- Court tells Jamaatud Dawa to continue social work
LAHORE: The Lahore High Court (LHC) on Thursday ordered the government to not “harass” banned Jamaatud Dawa (JuD) chief Hafiz Saeed and allow him to continue his social welfare activities until April 23, the date of the next hearing.
Justice Ameenud Din Khan, who heard the petition filed by AK Dogar on Hafiz Saeed’s behalf, also directed the authorities to submit their responses on the JuD leader’s petition by April 23.
Saeed alleged in his petition that the government was interfering in his party’s welfare projects because it had bowed down to pressure from India and the United States.
The petition argued that barring an organisation or party from indulging in charity work goes against the constitution.

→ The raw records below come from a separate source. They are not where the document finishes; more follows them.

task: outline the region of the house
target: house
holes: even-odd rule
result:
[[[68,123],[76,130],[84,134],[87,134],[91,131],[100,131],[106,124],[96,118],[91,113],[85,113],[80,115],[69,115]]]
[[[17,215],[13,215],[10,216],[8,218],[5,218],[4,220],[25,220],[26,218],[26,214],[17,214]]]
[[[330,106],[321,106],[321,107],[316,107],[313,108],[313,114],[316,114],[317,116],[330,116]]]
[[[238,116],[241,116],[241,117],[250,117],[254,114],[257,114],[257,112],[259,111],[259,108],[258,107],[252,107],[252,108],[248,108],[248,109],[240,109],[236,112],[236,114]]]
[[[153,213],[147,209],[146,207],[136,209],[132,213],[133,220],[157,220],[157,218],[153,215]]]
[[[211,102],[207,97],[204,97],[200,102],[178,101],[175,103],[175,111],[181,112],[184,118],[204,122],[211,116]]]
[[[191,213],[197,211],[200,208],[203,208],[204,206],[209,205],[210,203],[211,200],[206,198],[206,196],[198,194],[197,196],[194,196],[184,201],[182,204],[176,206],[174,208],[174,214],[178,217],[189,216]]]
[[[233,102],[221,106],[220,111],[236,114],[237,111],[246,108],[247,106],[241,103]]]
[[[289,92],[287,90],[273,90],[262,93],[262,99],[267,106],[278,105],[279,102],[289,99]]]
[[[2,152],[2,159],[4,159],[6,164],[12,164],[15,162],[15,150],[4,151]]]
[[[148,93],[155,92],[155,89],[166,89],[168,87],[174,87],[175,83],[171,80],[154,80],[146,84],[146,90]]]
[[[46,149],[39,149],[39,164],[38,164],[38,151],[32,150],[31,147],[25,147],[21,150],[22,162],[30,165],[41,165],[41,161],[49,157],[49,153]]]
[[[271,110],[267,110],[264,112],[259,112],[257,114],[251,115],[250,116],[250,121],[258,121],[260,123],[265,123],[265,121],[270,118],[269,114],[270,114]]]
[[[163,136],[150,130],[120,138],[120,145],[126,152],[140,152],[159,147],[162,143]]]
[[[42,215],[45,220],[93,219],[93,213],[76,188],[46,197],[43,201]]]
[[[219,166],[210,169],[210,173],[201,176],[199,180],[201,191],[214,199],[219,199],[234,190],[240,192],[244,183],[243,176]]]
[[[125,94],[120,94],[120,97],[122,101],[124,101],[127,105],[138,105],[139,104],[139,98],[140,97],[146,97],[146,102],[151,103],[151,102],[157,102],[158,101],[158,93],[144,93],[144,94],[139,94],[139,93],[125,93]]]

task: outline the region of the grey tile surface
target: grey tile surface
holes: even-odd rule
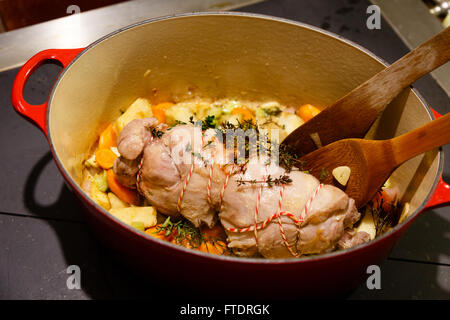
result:
[[[290,18],[337,32],[388,62],[407,52],[396,34],[365,27],[367,0],[272,0],[242,9]],[[45,100],[59,68],[46,65],[26,88],[32,103]],[[51,159],[44,135],[10,103],[17,70],[0,73],[0,299],[149,298],[167,288],[118,263],[90,233]],[[431,77],[416,83],[435,109],[449,97]],[[446,159],[450,159],[445,148]],[[450,163],[444,177],[450,181]],[[362,284],[350,299],[450,299],[450,209],[424,213],[382,266],[382,290]],[[82,270],[82,290],[68,290],[67,266]],[[147,275],[148,276],[148,275]],[[151,279],[151,275],[150,275]],[[161,280],[161,279],[157,279]],[[189,297],[180,292],[178,297]]]
[[[380,290],[362,284],[349,299],[450,299],[450,266],[389,259],[380,269]]]
[[[81,223],[0,214],[0,299],[104,299],[99,245]],[[69,290],[67,268],[83,290]]]
[[[61,68],[42,66],[30,78],[25,97],[42,103]],[[11,105],[17,69],[0,73],[0,211],[81,221],[73,196],[64,184],[44,134]]]

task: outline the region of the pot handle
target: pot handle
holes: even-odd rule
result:
[[[434,110],[433,108],[430,109],[433,112],[434,117],[436,119],[442,117],[442,115],[438,113],[436,110]],[[428,203],[423,209],[423,211],[445,207],[448,205],[450,205],[450,185],[445,183],[441,177],[436,186],[436,190],[434,191],[430,200],[428,200]]]
[[[47,136],[46,114],[47,101],[40,105],[32,105],[25,101],[23,97],[23,89],[31,74],[39,68],[46,61],[58,61],[63,68],[67,67],[69,63],[80,53],[84,48],[78,49],[49,49],[44,50],[34,55],[28,60],[14,79],[12,88],[12,105],[17,112],[22,116],[31,120],[36,124]]]

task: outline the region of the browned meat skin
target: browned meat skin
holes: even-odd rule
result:
[[[239,180],[261,181],[263,176],[279,177],[285,174],[281,167],[262,165],[265,161],[250,160],[245,174],[236,174],[230,179],[223,206],[219,213],[222,224],[227,227],[245,228],[255,224],[255,210],[260,184],[238,185]],[[291,171],[292,183],[285,185],[281,211],[293,213],[296,218],[304,210],[307,201],[319,186],[313,176]],[[281,186],[264,187],[261,194],[257,225],[277,212]],[[323,186],[312,201],[305,221],[298,228],[288,217],[282,216],[284,232],[288,244],[296,254],[316,254],[335,249],[344,233],[358,221],[360,214],[355,208],[353,199],[343,191],[330,185]],[[264,229],[257,232],[257,243],[253,231],[245,233],[227,232],[229,244],[235,253],[241,256],[253,256],[259,252],[266,258],[288,258],[292,254],[287,249],[280,234],[278,220],[275,219]],[[255,250],[257,247],[257,250]]]
[[[156,126],[155,118],[136,119],[128,123],[117,137],[117,150],[128,160],[134,160],[151,140],[150,128]]]
[[[339,239],[339,249],[349,249],[370,240],[370,235],[365,231],[355,232],[354,230],[345,230],[344,235]]]
[[[136,188],[136,175],[139,170],[139,158],[134,160],[125,159],[123,156],[114,161],[114,172],[117,180],[128,188]]]
[[[257,158],[249,159],[246,170],[235,166],[221,199],[220,194],[227,173],[233,167],[224,164],[224,160],[230,154],[223,150],[222,143],[214,140],[215,132],[207,130],[202,138],[201,131],[196,132],[194,126],[179,125],[165,130],[161,138],[153,138],[146,132],[149,131],[149,126],[156,125],[156,122],[143,120],[131,122],[119,136],[121,145],[119,152],[124,154],[114,166],[117,175],[122,175],[122,179],[131,183],[136,162],[125,166],[123,158],[142,157],[139,190],[158,211],[173,217],[181,214],[196,226],[201,224],[213,226],[218,212],[219,219],[227,230],[228,246],[237,255],[292,257],[281,237],[278,219],[274,219],[257,232],[257,241],[253,231],[238,233],[228,230],[255,224],[260,183],[239,185],[239,180],[262,181],[269,174],[272,177],[279,177],[286,173],[283,168],[275,164],[266,166],[264,159]],[[130,125],[132,128],[127,128]],[[194,168],[191,172],[192,161]],[[208,197],[212,162],[214,164]],[[292,213],[298,219],[319,186],[319,181],[300,171],[291,171],[288,175],[292,182],[284,186],[281,210]],[[281,188],[279,185],[272,187],[264,185],[261,202],[258,205],[257,225],[277,212]],[[184,196],[181,198],[183,190]],[[305,221],[300,226],[287,216],[280,218],[287,242],[292,252],[298,255],[334,250],[346,234],[344,230],[351,228],[359,220],[360,214],[355,208],[353,199],[348,198],[340,189],[325,185],[311,202],[304,218]],[[363,237],[358,239],[365,240]],[[359,244],[358,241],[355,240],[351,244]]]

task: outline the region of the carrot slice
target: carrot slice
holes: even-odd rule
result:
[[[166,122],[166,110],[164,109],[152,109],[153,116],[158,120],[158,123]]]
[[[202,252],[211,254],[224,254],[227,249],[227,245],[223,241],[204,241],[198,248]]]
[[[247,108],[242,108],[242,107],[234,108],[233,111],[231,111],[231,114],[241,114],[242,115],[242,119],[244,121],[245,120],[250,120],[250,121],[255,120],[255,116]]]
[[[173,105],[174,105],[173,102],[161,102],[161,103],[158,103],[157,105],[153,106],[152,109],[153,109],[154,107],[156,107],[156,108],[159,108],[159,109],[164,109],[164,110],[166,110],[167,108],[170,108],[170,107],[173,106]]]
[[[317,116],[320,113],[320,109],[314,107],[312,104],[304,104],[297,109],[297,115],[303,119],[303,121],[308,121]]]
[[[145,233],[150,235],[150,236],[152,236],[152,237],[161,239],[161,240],[168,240],[168,238],[164,235],[164,231],[159,231],[158,232],[158,227],[159,226],[160,225],[156,225],[154,227],[150,227],[147,230],[145,230]]]
[[[117,155],[111,149],[98,149],[95,151],[95,161],[103,169],[111,169]]]
[[[172,102],[163,102],[152,106],[153,116],[158,120],[158,123],[166,122],[166,109],[173,105]]]
[[[220,224],[216,224],[212,228],[202,227],[200,229],[206,240],[225,239],[225,230]]]
[[[110,124],[103,132],[100,134],[100,139],[98,140],[99,149],[109,149],[117,145],[117,135],[114,131],[113,125]]]
[[[118,196],[119,199],[129,204],[136,204],[138,199],[137,192],[121,185],[112,169],[106,171],[106,181],[108,181],[109,189]]]

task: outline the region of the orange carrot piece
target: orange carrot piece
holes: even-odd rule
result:
[[[200,231],[206,240],[214,241],[217,239],[225,239],[225,230],[220,224],[216,224],[212,228],[202,227]]]
[[[304,104],[297,109],[297,115],[303,119],[303,121],[308,121],[317,116],[320,113],[320,109],[314,107],[312,104]]]
[[[174,105],[173,102],[161,102],[161,103],[158,103],[157,105],[154,105],[154,106],[152,107],[152,109],[153,109],[154,107],[156,107],[156,108],[159,108],[159,109],[164,109],[164,110],[166,110],[167,108],[170,108],[170,107],[173,106],[173,105]]]
[[[253,112],[251,112],[247,108],[242,108],[242,107],[234,108],[233,111],[231,111],[231,114],[241,114],[242,120],[244,120],[244,121],[245,120],[250,120],[250,121],[255,120],[255,115],[253,114]]]
[[[158,227],[159,225],[150,227],[147,230],[145,230],[145,233],[161,240],[167,240],[167,237],[164,235],[164,231],[158,232]]]
[[[172,102],[163,102],[152,106],[153,116],[158,120],[158,123],[166,122],[166,109],[173,106]]]
[[[372,199],[372,205],[375,209],[383,207],[386,212],[391,212],[398,200],[397,188],[386,188],[377,192]]]
[[[158,123],[166,122],[166,111],[164,109],[153,108],[152,112],[153,116],[158,120]]]
[[[98,149],[95,151],[95,161],[103,169],[111,169],[116,158],[117,155],[111,149]]]
[[[108,181],[109,189],[118,196],[120,200],[129,204],[136,204],[138,199],[137,192],[121,185],[112,169],[106,171],[106,181]]]
[[[105,130],[100,134],[100,139],[98,140],[99,149],[109,149],[117,145],[117,135],[114,131],[113,125],[110,124]]]
[[[202,252],[211,254],[224,254],[227,250],[227,245],[223,241],[204,241],[198,248]]]

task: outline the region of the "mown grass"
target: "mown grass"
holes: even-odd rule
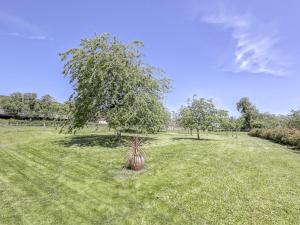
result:
[[[299,224],[300,154],[239,134],[129,137],[0,128],[0,224]]]

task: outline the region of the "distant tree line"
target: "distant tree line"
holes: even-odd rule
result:
[[[178,125],[197,132],[200,139],[200,131],[208,130],[239,130],[241,120],[230,117],[228,111],[217,109],[212,99],[197,98],[188,99],[187,105],[182,106],[176,118]]]
[[[289,115],[260,113],[248,98],[237,103],[242,113],[243,128],[249,135],[300,149],[300,110],[292,110]]]
[[[67,102],[57,102],[49,94],[38,98],[36,93],[14,92],[0,98],[2,115],[16,119],[65,120],[68,108]]]
[[[249,98],[243,97],[236,104],[241,113],[238,118],[230,117],[226,110],[217,109],[211,99],[188,99],[187,105],[182,106],[179,113],[171,114],[172,127],[183,127],[195,130],[200,139],[200,131],[207,130],[241,130],[250,131],[253,128],[290,128],[300,130],[300,110],[292,110],[289,115],[261,113]]]
[[[165,126],[172,128],[181,127],[189,130],[191,133],[194,130],[198,135],[200,135],[199,131],[204,130],[250,131],[254,128],[290,128],[300,130],[300,110],[292,110],[288,115],[261,113],[247,97],[241,98],[236,106],[237,110],[241,113],[241,116],[237,118],[229,116],[226,110],[217,109],[211,99],[197,98],[194,96],[192,99],[188,99],[187,104],[182,106],[179,112],[173,111],[169,113],[165,109],[163,116],[160,117],[162,119],[160,124],[165,124]],[[130,117],[130,114],[135,113],[139,107],[138,105],[135,106],[134,109],[131,108],[132,111],[128,110],[129,114],[127,116]],[[143,111],[141,111],[141,113],[145,114],[146,111],[149,113],[152,110],[152,105],[149,107],[150,108],[144,108],[144,106],[142,106],[141,110]],[[72,112],[70,109],[70,102],[57,102],[49,94],[40,98],[37,97],[36,93],[21,92],[14,92],[9,96],[0,96],[0,114],[4,114],[10,118],[67,120],[70,111]],[[112,110],[110,110],[110,112],[111,111]],[[80,111],[80,113],[84,115],[85,111]],[[114,113],[113,115],[117,114]],[[120,115],[110,115],[109,121],[114,126],[116,126],[116,123],[119,124],[117,126],[120,126],[120,128],[129,129],[132,127],[130,124],[125,125],[125,123],[121,121],[121,118]],[[139,115],[139,118],[143,118],[143,116]],[[99,119],[105,120],[104,117],[99,117],[98,120]],[[95,118],[89,118],[87,120],[97,121]],[[150,129],[151,126],[155,127],[155,125],[151,124],[152,121],[147,125],[148,129]],[[124,125],[122,125],[122,123]],[[157,126],[155,129],[159,130]]]
[[[261,113],[247,97],[240,99],[237,110],[243,121],[241,128],[246,131],[253,128],[300,129],[300,110],[292,110],[288,115]]]

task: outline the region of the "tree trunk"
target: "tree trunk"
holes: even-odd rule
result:
[[[199,128],[197,128],[197,139],[200,140],[200,132],[199,132]]]
[[[191,131],[191,136],[193,136],[193,129],[190,129],[190,131]]]

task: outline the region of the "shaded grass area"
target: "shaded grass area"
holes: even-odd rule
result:
[[[0,128],[0,224],[299,224],[300,155],[240,134],[145,136]]]
[[[129,147],[131,145],[131,140],[134,135],[123,135],[117,138],[114,134],[93,134],[93,135],[79,135],[73,136],[65,140],[60,140],[59,143],[63,144],[65,147],[105,147],[105,148],[116,148],[116,147]],[[141,137],[143,143],[147,143],[150,140],[154,140],[151,137]]]

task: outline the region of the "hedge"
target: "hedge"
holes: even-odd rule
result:
[[[57,127],[61,121],[56,120],[17,120],[17,119],[0,119],[0,125],[10,125],[10,126],[47,126],[47,127]]]
[[[276,143],[295,146],[300,149],[300,130],[289,128],[252,129],[250,136],[260,137]]]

Dogar, who was representing Saeed, urged that since the case was of a “sensitive nature”, the court should form a full bench. Justice Khan responded that the decision to constitute a full bench will be made in the next hearing.
Saeed had filed a nearly identical petition through Dogar before the same judge last month. Justice Khan had directed the federal and provincial governments to submit their responses by April 27.
However, due to the similar nature of both petitions, the court decided to club the cases.
After hearing Saeed’s arguments in Thursday’s hearing, Justice Khan issued notices to the federal and provincial governments again, directing them to file their replies. The hearing was subsequently adjourned until April 23.
On January 1, the Securities and Exchange Commission of Pakistan had barred JuD and several other such organisations named in a list of banned outfits by the United Nations Security Council from collecting donations in the country.
The federal government had followed suit on February 12, with President Mamnoon Hussain amending the Anti-Terrorism Act (ATA) 1997 and issuing the amended Anti-Terrorism Ordinance 2018, following which the personnel banned through the UN stood banned in Pakistan as well.
The move had come days before a Financial Action Task Force (FATF) meeting was to take place and where it was feared that Pakistan would be placed on its watchlist of countries where banned militant outfits have allegedly been raising funds.
Despite the preemptive measure of banning the JuD, the Foreign Office (FO) later confirmed in February that Pakistan would still be placed on the FATF watchlist. The FO spokesperson had, however, ruled out the possibility of things escalating to Pakistan being blacklisted.
Hafiz Saeed, who has a $10 million US bounty on his head, controls the Milli Muslim League (MML), that rose to prominence after fielding a candidate in a September 2017 by-election to fill a seat vacated by deposed prime minister Nawaz Sharif. The party had bagged more votes than expected, around 5 per cent of the total cast votes.
The LeT is accused of Mumbai attacks as well in which at least 166 people had lost their lives. However, Saeed has repeatedly denied involvement in the attacks.
The US placed MML and Tehreek-e-Azadi-e-Kashmir (TAJK) on its list of foreign terrorist organisations, linking it with the Lashkar-e-Taiba (LeT) that the US and India blame for the 2008 Mumbai attacks.
The US added the Milli Muslim League and Tehreek-e-Azadi-e-Kashmir (TAJK) as aliases of Lashkar-e-Taiba, and specifically named seven MML leaders as “terrorists”.